In short: if you don't want to read books, don't read books. If you feel that you have to read books to assuage your anxiety and bulk up your oh-so-artsy image, then you'd be doing it for the wrong reasons. Having a Kandinsky print on your kitchen wall and being familiar with the works of Jim Jarmusch does not make you into Baudelaire. There are people in the world who would kill for the opportunity to read or, god forbid, study literature: I can't imagine that they'd be putting Brideshead Revisited down on the cistern 12 pages in and justifying doing so with reference to last year's most misunderstood chattering-class manual. I really don't care one iota what Pierre Bayard has to say any more, and whether his supposedly 'Lacanian' bent provides a rigorous intellectual basis for his argument. The fact is, we all discuss books we haven't read in their entirety, or at all. This is kind of inevitable. But isn't there two different ways of doing this, and one is markedly less cynical than the other? I talk about things I haven't completed to glue ideas together when I simply don't have time to comb through every last paragraph of Proust (if only!) I don't do it because I'm having a dinner party next week and I'm worried my image will suffer if I can't manifest some kind of familiarity with Anne Enright or Paul Auster.

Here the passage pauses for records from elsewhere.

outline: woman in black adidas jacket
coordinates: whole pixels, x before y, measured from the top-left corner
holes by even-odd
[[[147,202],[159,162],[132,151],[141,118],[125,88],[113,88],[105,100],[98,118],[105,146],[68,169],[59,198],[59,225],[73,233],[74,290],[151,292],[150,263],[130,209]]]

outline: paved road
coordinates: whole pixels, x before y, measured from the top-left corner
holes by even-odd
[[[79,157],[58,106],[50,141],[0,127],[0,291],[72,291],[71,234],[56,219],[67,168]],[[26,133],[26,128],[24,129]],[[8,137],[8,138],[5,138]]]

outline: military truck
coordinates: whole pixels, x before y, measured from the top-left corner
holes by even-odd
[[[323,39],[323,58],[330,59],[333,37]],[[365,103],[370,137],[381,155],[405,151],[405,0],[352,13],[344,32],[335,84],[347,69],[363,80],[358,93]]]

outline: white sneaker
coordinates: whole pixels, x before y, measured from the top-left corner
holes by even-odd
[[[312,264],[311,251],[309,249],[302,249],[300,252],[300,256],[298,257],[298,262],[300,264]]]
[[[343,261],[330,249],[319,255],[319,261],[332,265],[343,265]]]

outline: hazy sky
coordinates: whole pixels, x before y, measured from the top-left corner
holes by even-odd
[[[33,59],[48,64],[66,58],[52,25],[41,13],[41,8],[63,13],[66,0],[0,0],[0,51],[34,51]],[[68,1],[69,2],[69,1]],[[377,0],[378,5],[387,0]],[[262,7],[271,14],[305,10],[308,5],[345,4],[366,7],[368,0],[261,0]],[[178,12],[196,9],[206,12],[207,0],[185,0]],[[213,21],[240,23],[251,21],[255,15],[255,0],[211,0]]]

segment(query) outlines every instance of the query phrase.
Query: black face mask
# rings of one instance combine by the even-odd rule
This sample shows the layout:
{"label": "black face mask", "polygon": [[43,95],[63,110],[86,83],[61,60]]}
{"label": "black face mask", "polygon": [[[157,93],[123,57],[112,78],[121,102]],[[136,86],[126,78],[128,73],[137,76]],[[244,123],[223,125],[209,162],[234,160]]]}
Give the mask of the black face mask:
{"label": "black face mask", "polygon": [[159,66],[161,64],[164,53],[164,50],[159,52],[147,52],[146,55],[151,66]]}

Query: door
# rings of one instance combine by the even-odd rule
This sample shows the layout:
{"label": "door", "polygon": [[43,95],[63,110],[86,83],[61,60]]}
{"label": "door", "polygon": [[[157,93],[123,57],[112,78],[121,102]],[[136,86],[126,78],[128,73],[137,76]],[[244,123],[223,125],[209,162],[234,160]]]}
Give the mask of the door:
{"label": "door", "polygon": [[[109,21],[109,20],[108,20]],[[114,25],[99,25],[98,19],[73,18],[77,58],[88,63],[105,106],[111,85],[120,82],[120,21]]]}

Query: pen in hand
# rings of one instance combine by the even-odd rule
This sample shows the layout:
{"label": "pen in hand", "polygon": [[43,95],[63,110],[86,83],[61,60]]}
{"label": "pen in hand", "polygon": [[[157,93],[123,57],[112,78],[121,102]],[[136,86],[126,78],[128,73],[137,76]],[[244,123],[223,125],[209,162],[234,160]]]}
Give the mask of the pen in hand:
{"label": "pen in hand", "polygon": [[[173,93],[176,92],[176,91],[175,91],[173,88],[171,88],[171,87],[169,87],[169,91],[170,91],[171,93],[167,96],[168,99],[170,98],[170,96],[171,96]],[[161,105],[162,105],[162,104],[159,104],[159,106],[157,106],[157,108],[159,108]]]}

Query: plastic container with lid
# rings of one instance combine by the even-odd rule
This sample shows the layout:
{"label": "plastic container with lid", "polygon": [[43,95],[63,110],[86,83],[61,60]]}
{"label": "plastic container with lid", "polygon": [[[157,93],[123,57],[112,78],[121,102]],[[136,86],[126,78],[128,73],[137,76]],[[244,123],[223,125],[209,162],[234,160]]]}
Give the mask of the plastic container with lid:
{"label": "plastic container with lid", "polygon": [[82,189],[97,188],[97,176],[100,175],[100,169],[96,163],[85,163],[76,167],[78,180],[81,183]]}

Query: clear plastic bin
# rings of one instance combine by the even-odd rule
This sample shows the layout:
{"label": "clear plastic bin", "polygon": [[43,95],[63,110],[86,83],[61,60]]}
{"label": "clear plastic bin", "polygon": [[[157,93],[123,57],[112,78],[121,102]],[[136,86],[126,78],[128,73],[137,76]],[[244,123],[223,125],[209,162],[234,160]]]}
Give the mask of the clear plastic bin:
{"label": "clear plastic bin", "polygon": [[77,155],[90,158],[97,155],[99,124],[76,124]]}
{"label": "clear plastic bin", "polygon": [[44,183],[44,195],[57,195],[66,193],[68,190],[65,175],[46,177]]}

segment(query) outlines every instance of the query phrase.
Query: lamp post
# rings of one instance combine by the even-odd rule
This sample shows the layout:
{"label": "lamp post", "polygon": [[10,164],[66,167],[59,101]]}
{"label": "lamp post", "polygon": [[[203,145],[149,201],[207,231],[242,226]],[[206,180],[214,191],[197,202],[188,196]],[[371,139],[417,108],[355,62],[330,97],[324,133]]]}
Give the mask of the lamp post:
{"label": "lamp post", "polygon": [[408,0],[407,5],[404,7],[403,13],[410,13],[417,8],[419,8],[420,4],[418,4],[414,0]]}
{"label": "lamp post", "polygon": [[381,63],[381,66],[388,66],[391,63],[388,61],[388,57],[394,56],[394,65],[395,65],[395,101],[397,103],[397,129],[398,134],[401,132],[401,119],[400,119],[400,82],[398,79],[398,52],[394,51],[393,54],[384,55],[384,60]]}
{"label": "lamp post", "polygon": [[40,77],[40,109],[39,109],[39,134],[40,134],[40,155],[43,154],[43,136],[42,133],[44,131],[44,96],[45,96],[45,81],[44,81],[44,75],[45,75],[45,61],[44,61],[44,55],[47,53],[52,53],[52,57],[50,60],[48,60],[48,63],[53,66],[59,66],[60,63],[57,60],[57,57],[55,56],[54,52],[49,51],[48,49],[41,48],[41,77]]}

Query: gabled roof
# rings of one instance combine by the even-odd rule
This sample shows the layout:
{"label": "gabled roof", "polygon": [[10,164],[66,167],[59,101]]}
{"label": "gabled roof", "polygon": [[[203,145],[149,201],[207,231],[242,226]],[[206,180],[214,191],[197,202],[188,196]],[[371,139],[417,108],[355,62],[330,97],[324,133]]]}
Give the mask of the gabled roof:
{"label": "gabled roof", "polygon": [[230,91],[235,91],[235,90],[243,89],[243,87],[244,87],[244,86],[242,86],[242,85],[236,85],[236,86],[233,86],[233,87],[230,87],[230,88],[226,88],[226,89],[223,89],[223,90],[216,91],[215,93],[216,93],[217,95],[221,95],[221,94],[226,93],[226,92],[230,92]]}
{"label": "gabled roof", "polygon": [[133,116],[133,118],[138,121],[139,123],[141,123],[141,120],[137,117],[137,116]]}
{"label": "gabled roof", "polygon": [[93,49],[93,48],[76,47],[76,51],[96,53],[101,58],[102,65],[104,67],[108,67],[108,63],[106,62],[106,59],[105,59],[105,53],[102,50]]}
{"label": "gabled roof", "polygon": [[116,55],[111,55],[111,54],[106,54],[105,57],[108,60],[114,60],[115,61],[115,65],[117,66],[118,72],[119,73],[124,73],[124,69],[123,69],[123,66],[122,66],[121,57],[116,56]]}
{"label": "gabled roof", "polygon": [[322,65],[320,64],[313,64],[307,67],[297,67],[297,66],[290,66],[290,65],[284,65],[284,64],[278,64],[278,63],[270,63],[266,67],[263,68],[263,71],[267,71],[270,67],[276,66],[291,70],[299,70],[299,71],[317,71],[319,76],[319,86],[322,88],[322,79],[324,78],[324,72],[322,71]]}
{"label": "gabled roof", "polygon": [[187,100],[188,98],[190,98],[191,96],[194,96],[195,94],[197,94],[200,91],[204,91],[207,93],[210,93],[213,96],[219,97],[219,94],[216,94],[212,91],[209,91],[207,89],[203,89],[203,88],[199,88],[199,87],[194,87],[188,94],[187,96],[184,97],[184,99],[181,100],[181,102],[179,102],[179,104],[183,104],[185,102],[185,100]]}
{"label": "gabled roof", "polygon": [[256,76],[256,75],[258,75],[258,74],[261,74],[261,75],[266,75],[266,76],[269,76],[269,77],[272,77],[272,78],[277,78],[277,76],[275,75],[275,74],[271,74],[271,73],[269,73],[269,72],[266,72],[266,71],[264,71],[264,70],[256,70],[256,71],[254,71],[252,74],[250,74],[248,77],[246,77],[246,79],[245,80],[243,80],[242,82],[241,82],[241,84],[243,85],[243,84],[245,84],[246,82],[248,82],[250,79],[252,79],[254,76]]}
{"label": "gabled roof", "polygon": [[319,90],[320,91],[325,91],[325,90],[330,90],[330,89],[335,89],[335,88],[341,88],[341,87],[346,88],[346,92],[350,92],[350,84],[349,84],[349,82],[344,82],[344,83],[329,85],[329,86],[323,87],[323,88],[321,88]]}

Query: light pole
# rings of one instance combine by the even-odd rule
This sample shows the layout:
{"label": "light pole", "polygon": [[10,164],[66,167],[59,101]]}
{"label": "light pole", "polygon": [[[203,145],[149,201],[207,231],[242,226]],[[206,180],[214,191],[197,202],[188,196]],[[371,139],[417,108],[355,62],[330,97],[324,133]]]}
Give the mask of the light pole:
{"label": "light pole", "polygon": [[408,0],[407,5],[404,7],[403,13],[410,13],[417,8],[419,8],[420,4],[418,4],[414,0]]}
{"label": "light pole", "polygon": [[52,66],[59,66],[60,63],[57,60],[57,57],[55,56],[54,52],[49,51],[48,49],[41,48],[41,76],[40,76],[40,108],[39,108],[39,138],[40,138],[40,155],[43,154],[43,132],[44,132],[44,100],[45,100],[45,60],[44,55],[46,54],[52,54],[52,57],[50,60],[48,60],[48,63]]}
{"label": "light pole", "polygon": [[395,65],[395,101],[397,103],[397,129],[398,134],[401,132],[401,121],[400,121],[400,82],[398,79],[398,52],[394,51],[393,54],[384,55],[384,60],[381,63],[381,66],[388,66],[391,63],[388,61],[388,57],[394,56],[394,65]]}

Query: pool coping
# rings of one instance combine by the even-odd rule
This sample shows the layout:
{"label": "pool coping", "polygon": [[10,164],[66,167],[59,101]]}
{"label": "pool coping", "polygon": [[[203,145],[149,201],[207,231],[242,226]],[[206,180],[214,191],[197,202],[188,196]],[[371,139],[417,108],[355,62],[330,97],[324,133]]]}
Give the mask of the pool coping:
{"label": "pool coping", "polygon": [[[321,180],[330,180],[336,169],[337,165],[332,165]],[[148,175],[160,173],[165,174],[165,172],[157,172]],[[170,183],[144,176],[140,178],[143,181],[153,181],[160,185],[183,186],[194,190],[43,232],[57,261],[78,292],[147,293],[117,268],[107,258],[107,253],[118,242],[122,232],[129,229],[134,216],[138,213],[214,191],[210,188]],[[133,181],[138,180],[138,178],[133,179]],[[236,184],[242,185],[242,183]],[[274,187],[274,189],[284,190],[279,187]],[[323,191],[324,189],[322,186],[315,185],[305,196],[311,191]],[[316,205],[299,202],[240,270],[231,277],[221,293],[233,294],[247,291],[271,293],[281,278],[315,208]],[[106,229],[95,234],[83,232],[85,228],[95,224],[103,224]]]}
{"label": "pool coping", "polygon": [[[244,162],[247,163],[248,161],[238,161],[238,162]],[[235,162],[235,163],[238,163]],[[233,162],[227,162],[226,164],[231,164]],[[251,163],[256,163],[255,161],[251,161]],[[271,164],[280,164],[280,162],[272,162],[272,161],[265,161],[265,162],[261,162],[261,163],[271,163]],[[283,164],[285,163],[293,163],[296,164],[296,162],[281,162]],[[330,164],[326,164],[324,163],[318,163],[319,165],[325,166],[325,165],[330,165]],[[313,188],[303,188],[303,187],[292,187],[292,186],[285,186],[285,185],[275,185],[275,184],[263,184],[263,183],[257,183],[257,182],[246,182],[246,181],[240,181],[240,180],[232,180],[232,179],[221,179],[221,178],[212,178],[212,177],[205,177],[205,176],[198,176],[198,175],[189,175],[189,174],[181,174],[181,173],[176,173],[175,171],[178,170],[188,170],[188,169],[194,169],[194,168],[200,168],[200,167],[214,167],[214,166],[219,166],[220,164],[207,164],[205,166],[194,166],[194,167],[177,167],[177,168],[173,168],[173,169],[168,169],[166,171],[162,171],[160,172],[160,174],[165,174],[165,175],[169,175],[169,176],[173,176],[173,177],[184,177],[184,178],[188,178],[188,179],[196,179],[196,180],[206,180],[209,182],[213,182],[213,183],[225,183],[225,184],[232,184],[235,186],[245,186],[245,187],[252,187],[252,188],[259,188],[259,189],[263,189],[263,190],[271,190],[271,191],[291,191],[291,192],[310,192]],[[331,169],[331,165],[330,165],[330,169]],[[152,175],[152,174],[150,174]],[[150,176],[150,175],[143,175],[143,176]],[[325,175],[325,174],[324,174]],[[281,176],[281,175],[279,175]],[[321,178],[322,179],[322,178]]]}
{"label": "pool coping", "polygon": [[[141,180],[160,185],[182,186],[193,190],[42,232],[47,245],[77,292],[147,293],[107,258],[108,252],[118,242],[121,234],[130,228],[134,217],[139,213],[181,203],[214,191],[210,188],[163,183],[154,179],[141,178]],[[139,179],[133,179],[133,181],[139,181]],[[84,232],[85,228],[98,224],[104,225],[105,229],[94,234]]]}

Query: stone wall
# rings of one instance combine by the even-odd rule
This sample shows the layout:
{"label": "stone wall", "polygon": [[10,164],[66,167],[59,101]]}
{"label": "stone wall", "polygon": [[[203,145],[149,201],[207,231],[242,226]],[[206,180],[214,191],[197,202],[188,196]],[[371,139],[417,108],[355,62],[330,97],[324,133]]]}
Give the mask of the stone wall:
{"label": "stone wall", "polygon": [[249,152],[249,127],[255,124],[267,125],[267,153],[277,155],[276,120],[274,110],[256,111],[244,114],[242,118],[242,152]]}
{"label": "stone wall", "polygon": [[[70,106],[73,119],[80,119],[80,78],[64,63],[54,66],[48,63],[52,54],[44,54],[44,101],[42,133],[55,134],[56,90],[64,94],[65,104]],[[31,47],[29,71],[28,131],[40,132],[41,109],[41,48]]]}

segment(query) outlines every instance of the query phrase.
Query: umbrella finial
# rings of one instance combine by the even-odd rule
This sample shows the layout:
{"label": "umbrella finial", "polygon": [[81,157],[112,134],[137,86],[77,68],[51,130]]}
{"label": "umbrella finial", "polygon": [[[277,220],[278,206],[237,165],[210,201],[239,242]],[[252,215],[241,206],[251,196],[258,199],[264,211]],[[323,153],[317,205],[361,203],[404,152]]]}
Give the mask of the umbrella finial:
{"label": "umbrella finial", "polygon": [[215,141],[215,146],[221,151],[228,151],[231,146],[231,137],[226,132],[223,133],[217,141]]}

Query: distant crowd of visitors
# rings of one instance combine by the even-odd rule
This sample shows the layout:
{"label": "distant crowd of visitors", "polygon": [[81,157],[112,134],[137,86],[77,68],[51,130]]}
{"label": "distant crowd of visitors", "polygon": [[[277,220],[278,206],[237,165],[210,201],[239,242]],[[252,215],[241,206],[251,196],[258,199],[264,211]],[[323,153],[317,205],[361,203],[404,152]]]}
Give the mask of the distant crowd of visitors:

What I'm trying to say - I think I'm starting to sound like B.S. Johnson here - is stop spoiling it for the rest of us: colonising the things we care about and tainting them with your cynical, metropolitan, insecure bullshit. You could always try listening when the people who actually care offer some kind of informed opinion instead of falling back on the same old anti-academic crap: 'Joyce is difficult'; 'Prynne is difficult'; 'Zadie Smith should win the Booker for restoring realism.' Once more: don't read if you don't want to. The future does not rest on whether an incestuous set of food photographers and deli owners have read Rilke.

Sorry, another rant. Now I must write my PhD.

* And yet the 'Phillips Paradox', the trademark of the 'shrinking woman's crumpet' (for fuck's sake), is the ultimate form of Guardianista flattery: take a simple and minor contradiction, and dress it up in the language of mournful impossibility. It makes them feel like Derrida, over their organic cereal.

2 comments:

Attic Fantasist said...

Joe, this is brilliant. I agree with everything you say. I never eally bget hot'n'bothered about Guardian journalists in this way, but now I think I should. You're spot on about that crowd. And I couldn't agree more with you about Mariella Frostrup (an absurd name, if ever there was one - outa Jilly Cooper). Your're dead right, you're right: why do our papers never stand up for modernism and reading rich, complex works. Sometimes they do, but the stuff of Jeffries gets more of an airing. The Saturday Review always has stuff on literary realism; the only modernist that seems to count is Lawrence (which is through the back door, to my mind), except if they want to delve into the sex lives of those 'inaccessible' writers! Their lives count; their works don't.

Joe said...

Comment humbly appreciated, Chris -thanks very much for this. Jenny and I spend a lot of time with steam coming out of our ears about this kind of thing: it's nice to know we're not the only ones.

I don't know if the British Poetry Revival is something you're interested in, but I found a lot fo solace in reading Robert Sheppard's The Poetry of Saying and, to some extent, Andrew Duncan's The Failure of Conservatism in Modern British Poetry. They're decent handbooks to the ideological history of antimodernism in Britain, and very worth reading.